While it’s fun to sneak it into unexpected comfort foods like zucchini pizza crust, zucchini fries, and zucchini chips, you’ll even more commonly find me cooking simple roasted zucchini squash (or sauteed zucchini!) as a side dish to pair with a low carb dinner.
If you don’t know how to roast zucchini in the oven yet, you’re missing out, and it’s time to fix that right away. Happy summer… I mean, happy zucchini season!
Why You’ll Love This Oven Roasted Zucchini Recipe
- Summery veggie flavor
- Tender texture with caramelization
- Super easy to make
- Just 4 simple ingredients (plus salt and pepper)
- Ready in less than 30 minutes
- Perfect healthy side dish that’s naturally low carb and gluten-free

Ingredients & Substitutions
This section explains how to choose the best ingredients for cooking zucchini on the stove top, what each one does in the recipe, and substitution options. For measurements, see the recipe card below.
- Zucchini – You’ll need 2 pounds of zucchini for this roasted zucchini recipe. You can also make the same dish using yellow squash, patty pan squash, or try roasted zucchini and squash together.
- Olive Oil – Adds flavor and helps the zucchini brown. Avocado oil can be used as well.
- Italian Seasoning – I make my own Italian seasoning mix, but store bought works, too. You could also make these with Cajun seasoning, lemon pepper seasoning, or even taco seasoning. Another option is to chop up some fresh herbs instead — use 1/2 to 1 tablespoon for this recipe. (And let’s be honest, plain salt and pepper are totally delicious, as well.)
- Garlic Powder – The powder works best, as fresh garlic would burn in the high heat of the oven. Granulated garlic, which is like garlic powder but more coarse, also works but you’d need a bit more of it.
- Salt & Pepper – I use sea salt for all my recipes, but kosher salt is fine as well.
VARIATION: Add parmesan cheese or lemon juice!
- Lemon juice – Add 1-2 tablespoons of lemon juice along with the olive oil.
- Parmesan – Simply toss the zucchini in 1/4 to 1/3 cup grated parmesan before roasting, or sprinkle it on top afterward if you prefer. For a thicker parmesan cheese breading, try parmesan zucchini fries.
How To Roast Zucchini In The Oven
This section shows how to bake zucchini in the oven, with step-by-step photos and details about the technique, to help you visualize it. For full instructions, including amounts and temperatures, see the recipe card below.
The method is very similar to cooking any other kind of roasted vegetables, including other summer squashes like patty pan squash and yellow squash.
- Cut zucchini into spears. Simply cut off the ends of the zucchini and then cut each one across in half, making 2 shorter cylinder-shaped pieces. Cut each piece lengthwise 4 times, making 8 sticks out of each larger piece. See below for a visual.
- Season zucchini. In a large bowl, toss the zucchini sticks with olive oil and season with Italian seasoning, garlic powder, sea salt and black pepper. Toss to coat.

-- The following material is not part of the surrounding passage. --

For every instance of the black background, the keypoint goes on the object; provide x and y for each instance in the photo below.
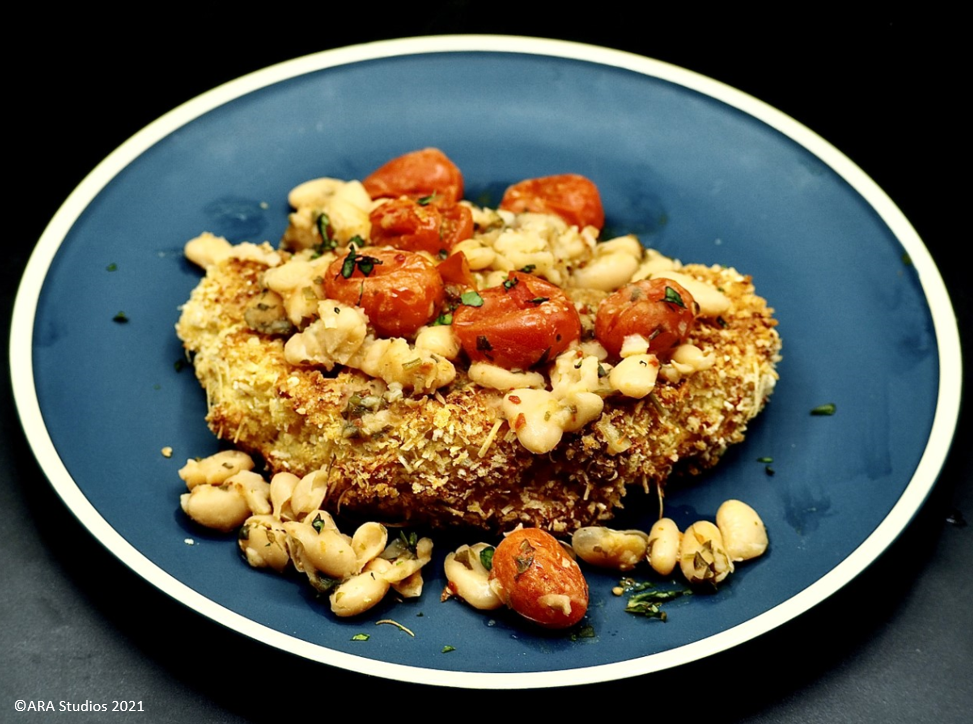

- Arrange. Place zucchini sticks in a single layer on a baking sheet, with spaces between them. (You can line the pan with aluminum foil or parchment paper if desired. Cooking spray is recommended if using foil or an unlined pan.)
- Roast zucchini in the oven. Bake until tender, flipping halfway through. I like to serve roasted zucchini with a sprinkle of fresh parsley.

How Long To Roast Zucchini At 400?
Roasted zucchini spears in the oven take about 15-20 minutes at 400 degrees F, flipping halfway through for best results. If you like it a little more crisp tender, cook for a few minutes less. If you like it a little softer, cook for a few minutes more! How long you should bake zucchini can also vary depending on the thickness of the spears, so keep an eye on them.
How To Roast Zucchini Without It Getting Soggy?
Due to their high water content, the key to perfect roasted zucchini is high heat. Roast at 400 degrees F, and not for too long. The roasting time will vary depending on the size and shape of your zucchini pieces, so check on it occasionally.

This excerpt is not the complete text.